Brendan Carter, Federation TAFE
Federation TAFE baking teacher, Brendan Carter is fighting food waste in partnership with local distiller, Kilderkin Distillery.

Federation TAFE’s bakery department is embracing sustainability by working with local Ballarat business, Kilderkin Distillery, to reduce food waste, utilising botanicals and fruits first used in the distiller’s gin production process to produce a delicious range of artisan baked treats.

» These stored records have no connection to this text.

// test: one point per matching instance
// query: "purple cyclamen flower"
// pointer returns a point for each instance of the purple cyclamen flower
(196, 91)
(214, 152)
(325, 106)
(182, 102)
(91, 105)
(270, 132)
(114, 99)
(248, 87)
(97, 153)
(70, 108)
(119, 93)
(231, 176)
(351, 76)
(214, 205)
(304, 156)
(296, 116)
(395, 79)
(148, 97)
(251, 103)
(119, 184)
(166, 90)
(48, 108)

Certificate III Baking students have been challenged to think differently about how the spent fruit and Australian botanical by-products including juniper, coriander seed, lemon myrtle, cinnamon myrtle, aniseed myrtle, pepperberry leaf, roast wattleseed, rivermint, and lilly pilly berries, could be given new life.

The result has been an appetising assortment of baked goods including sourdough olive bread with botanicals; apple and oat sourdough with juniper berry, finger lime and blackberries; gin and tonic tarts; ricotta ring cake with lilly pilly and botanicals centre and ricotta ring cake with Kakadu plum and botanicals centre, both drizzled with gin icing.

The student bakers have also used the gin-soaked blackberries and cherries originally used to flavour Kilderkin’s Bramble and Apple Pie Gin Liqueur to create fruit mince and blackberry tarts with juniper berry pastry

The innovative collaboration came about after Federation TAFE baking teacher, Brendan Carter, called in at the local distillery cellar door and invited owners, Chris Pratt and Rebecca Mathews, to work together to ensure no ingredients used in their manufacturing and distilling processes were thrown out and wasted.

“Full credit for initiating this goes to Brendan who asked what we did with our spent botanicals once we have finished distilling with them. His request to use them in the bakery fit in well with our approach of always trying to ensure our resources have at least a second life”, says Chris.

“We have a strong sense of community and welcome opportunities to collaborate especially when it can reduce waste through engaging in sustainable practices. Along with Federation TAFE we also give spent botanicals to a local candle manufacturer while the remainder go to gardeners for compost.”

Reducing food waste isn’t new to Brendan and the Federation TAFE baking department who try to reduce, reuse and recycle ingredients wherever possible.

“Over the years I have utilised wine lees, or dead yeast cells left over after fermentation, and spent grain and sediment left from the fermentation process in beer and ginger beer production, to flavour breads. The TAFE bakery’s own organic and bread waste is also collected each day by a local pig farm to be used as feed.”

Food waste is a significant global issue which has huge implications financially and environmentally. With over a billion tonnes of food wasted each year many countries have resolved to reduce food waste by half by 2030 by rescuing and redistributing food that would otherwise go to waste, and maximising resources. And Federation TAFE is all for it.